On the conference — "I have been to seventeen civic technology conferences in eleven years. The Shadewater event is the only one where the exhibitors were quieter on the last day than the first, as though something had gone differently than planned. The coffee was good."
— K. Vorster, delegate, Northwestern Interstate Bank
On the Horizon Mapping demonstration — "I attended on Tuesday afternoon, back row. The demonstrators were very calm throughout. At one point the operator appeared to lose control of the system for perhaps thirty or forty seconds. During that time the room looked different. I have thought about how to describe this exactly and I cannot. The demonstrators had the same expression afterward that people have after a near miss on the highway. When I asked one of the staff what had happened he said it was a calibration step and offered me a brochure."
— K. Vorster, delegate, Northwestern Interstate Bank
On Pavilion B12 — "I spent about an hour looking for Pavilion B12 on the day of the final demonstration. It is not on the printed conference map. It is not on the hotel map at the front desk. A Sezzler staff member showed me a hand-drawn diagram on a notepad — she said a guest had left it — and it was on that. I followed the diagram. I found a corridor I had not seen before. I decided not to continue. I have the diagram if the Clerk's Office would like it."

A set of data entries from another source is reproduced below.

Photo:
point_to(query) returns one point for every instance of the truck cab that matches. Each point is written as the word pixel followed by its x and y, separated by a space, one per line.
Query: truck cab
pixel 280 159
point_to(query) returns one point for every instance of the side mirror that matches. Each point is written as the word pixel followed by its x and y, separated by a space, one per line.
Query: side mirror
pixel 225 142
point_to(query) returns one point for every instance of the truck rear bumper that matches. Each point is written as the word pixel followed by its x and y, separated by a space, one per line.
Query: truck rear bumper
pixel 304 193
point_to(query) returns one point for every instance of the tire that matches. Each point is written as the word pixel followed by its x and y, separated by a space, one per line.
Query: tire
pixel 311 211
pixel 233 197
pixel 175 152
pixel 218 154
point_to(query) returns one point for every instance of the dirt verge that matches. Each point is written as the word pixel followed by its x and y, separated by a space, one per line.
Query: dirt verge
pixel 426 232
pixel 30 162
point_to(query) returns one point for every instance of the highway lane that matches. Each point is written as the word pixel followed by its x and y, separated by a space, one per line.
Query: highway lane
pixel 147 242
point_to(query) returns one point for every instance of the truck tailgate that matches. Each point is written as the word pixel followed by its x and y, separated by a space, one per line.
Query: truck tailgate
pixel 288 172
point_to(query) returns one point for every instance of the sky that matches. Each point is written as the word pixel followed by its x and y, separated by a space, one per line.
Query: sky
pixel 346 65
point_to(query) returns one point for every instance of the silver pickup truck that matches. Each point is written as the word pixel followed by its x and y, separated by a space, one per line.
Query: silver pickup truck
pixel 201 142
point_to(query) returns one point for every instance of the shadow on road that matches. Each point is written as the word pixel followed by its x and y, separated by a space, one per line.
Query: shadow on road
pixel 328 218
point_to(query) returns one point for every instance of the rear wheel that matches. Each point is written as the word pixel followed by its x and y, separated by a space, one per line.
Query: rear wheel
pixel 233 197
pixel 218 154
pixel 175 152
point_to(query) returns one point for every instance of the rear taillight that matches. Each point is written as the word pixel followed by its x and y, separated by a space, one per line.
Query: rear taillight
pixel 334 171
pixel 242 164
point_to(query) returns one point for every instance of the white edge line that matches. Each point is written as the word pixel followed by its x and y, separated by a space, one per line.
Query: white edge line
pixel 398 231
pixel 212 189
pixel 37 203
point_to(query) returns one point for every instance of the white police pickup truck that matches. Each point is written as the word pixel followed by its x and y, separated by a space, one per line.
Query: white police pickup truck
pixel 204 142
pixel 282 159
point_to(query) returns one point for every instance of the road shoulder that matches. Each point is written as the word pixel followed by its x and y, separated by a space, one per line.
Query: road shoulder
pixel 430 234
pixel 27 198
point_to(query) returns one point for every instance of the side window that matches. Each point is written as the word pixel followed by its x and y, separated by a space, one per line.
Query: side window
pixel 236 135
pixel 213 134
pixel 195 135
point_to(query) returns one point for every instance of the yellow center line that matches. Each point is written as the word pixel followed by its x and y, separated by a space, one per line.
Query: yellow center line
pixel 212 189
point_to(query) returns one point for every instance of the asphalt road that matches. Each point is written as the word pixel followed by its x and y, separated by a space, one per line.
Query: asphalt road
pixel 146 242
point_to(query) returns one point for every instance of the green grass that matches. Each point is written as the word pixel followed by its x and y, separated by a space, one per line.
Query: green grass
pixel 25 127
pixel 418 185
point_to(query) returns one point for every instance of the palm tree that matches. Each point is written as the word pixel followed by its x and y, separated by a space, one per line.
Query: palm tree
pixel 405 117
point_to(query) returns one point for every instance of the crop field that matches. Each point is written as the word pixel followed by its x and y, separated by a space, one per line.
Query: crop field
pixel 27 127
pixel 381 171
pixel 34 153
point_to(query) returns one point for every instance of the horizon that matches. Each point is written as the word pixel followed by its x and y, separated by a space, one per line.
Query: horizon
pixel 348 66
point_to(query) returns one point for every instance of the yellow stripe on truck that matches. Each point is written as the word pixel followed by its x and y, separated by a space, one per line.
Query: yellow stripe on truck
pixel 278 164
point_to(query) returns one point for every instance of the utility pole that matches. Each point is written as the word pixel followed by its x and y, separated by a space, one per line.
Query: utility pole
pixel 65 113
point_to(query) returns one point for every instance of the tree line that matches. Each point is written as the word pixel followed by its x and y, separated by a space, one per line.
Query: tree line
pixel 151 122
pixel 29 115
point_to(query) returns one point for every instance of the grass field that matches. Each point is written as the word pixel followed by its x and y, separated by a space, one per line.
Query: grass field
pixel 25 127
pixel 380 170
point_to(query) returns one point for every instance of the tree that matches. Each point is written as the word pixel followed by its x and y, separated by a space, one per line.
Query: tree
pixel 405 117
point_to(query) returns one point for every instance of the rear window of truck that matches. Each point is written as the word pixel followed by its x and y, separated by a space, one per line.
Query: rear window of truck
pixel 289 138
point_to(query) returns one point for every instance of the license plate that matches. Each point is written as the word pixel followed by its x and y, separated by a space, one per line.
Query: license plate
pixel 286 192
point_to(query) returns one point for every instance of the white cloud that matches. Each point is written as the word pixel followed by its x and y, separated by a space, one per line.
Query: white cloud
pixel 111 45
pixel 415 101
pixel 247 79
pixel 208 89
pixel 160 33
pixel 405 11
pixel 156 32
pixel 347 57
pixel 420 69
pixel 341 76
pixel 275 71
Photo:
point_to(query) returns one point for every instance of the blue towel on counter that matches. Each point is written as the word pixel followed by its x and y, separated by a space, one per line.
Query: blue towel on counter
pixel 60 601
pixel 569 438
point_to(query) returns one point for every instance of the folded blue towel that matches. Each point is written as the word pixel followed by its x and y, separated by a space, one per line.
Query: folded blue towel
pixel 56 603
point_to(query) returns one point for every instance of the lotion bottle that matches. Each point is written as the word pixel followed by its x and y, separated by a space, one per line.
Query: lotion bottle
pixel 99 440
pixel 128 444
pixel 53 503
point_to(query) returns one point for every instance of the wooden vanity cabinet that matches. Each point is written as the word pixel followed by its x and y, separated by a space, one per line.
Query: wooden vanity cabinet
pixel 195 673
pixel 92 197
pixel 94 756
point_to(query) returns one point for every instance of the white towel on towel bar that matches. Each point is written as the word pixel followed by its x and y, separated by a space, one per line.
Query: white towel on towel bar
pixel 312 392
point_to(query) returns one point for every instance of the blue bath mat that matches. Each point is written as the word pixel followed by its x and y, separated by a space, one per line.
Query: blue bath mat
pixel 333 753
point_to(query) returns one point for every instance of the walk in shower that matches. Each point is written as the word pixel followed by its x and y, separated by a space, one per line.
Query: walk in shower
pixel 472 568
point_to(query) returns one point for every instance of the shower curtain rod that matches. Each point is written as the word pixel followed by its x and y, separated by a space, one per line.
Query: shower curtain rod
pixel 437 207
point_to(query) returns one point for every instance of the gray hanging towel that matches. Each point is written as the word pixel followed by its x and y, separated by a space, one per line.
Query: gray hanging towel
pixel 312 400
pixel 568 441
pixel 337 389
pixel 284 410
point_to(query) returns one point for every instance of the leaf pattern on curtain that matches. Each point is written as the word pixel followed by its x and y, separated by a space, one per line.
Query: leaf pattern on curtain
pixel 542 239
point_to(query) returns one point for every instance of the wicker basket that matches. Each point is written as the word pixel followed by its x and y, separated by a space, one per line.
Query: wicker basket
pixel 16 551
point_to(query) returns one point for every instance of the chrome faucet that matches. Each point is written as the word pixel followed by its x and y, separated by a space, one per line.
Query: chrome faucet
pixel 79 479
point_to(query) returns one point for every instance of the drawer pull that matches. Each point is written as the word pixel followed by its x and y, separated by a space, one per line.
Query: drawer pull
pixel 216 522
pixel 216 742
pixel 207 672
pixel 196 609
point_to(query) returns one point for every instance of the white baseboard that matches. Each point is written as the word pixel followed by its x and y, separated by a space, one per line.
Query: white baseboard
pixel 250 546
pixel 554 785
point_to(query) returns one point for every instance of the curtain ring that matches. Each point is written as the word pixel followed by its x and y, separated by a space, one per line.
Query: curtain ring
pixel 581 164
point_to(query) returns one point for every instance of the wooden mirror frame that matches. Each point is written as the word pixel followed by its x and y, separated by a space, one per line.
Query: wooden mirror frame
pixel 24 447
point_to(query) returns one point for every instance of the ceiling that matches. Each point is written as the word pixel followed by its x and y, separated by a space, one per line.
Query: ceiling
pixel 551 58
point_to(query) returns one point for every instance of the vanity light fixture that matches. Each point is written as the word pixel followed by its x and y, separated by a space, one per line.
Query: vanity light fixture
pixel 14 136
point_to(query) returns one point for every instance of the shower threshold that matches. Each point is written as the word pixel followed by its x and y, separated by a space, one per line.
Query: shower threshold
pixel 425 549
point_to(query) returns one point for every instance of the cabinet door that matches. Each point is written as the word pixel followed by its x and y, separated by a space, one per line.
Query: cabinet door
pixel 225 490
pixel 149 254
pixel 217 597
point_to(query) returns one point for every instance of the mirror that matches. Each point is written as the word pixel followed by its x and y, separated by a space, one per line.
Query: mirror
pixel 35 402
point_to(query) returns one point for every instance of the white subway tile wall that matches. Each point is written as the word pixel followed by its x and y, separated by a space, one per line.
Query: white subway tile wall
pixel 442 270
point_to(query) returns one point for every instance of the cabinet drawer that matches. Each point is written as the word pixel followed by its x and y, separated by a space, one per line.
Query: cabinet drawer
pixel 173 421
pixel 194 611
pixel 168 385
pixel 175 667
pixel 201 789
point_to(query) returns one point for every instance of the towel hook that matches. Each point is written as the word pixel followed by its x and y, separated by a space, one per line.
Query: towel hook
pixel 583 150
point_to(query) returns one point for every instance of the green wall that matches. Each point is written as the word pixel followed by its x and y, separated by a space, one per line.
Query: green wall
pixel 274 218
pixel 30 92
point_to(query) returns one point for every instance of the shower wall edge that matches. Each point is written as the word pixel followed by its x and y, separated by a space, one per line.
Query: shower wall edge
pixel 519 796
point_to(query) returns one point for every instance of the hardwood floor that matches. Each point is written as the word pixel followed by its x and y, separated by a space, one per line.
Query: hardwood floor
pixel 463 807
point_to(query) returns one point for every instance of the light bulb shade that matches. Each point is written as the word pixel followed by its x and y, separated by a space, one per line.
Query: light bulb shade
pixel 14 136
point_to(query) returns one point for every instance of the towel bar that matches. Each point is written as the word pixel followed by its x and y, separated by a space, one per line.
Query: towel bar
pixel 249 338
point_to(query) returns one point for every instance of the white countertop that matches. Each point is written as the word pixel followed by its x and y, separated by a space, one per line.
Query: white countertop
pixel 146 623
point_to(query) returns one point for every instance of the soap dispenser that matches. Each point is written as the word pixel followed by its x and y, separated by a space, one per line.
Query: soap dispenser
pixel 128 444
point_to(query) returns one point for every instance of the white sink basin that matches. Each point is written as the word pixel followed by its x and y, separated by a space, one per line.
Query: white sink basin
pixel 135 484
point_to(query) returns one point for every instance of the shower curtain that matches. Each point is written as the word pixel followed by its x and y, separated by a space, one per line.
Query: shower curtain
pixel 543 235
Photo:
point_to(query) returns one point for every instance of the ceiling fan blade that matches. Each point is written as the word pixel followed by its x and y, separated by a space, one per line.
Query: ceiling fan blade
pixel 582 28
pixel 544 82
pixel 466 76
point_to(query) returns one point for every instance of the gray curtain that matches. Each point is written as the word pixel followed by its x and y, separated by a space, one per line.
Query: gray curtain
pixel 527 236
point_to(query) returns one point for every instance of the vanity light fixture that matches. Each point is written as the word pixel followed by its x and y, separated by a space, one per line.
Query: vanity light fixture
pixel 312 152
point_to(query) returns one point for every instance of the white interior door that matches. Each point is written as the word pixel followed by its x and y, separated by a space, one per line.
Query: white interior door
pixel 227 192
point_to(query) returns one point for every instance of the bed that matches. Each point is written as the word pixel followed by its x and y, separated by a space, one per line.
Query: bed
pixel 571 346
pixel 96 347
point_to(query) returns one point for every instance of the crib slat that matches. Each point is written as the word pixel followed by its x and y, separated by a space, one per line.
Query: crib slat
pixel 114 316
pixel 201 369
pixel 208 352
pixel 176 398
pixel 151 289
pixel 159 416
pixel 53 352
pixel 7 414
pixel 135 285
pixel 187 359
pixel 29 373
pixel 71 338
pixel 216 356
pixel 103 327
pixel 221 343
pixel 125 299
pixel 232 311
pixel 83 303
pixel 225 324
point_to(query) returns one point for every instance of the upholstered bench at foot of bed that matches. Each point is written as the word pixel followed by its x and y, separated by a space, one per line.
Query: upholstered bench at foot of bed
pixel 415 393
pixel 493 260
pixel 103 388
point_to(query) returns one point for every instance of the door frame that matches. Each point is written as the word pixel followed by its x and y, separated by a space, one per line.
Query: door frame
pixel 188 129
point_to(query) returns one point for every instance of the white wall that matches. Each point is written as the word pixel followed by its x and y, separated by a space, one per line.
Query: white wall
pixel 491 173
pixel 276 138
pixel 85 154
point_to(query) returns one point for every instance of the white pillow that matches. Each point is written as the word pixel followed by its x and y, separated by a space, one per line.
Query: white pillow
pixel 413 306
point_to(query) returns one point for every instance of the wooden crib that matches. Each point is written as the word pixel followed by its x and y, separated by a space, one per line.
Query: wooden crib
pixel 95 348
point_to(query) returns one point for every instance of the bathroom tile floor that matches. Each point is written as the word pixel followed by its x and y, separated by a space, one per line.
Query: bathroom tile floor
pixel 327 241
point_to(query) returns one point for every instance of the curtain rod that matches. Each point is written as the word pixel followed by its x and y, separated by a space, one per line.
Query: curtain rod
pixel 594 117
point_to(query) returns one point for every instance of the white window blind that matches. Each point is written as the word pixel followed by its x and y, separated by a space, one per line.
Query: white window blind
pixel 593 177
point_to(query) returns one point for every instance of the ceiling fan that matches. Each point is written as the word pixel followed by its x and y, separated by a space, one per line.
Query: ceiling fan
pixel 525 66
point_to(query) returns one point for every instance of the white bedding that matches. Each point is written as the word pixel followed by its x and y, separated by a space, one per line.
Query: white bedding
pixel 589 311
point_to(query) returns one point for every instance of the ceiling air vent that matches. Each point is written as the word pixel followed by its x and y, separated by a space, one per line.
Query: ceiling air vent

— Name withheld at writer's request
On Catfish Lake — "I went to the lake on Wednesday morning before the restrictions. I looked down from the north launch and the water was clear enough that I could see quite far down. I did not see a bottom. I am an experienced diver. I went home."
— Name withheld at writer's request
UNDER CONSTRUCTION Photo galleries pending restoration. Some photo files appear at the requested URL but display different images on each load. Cause under review.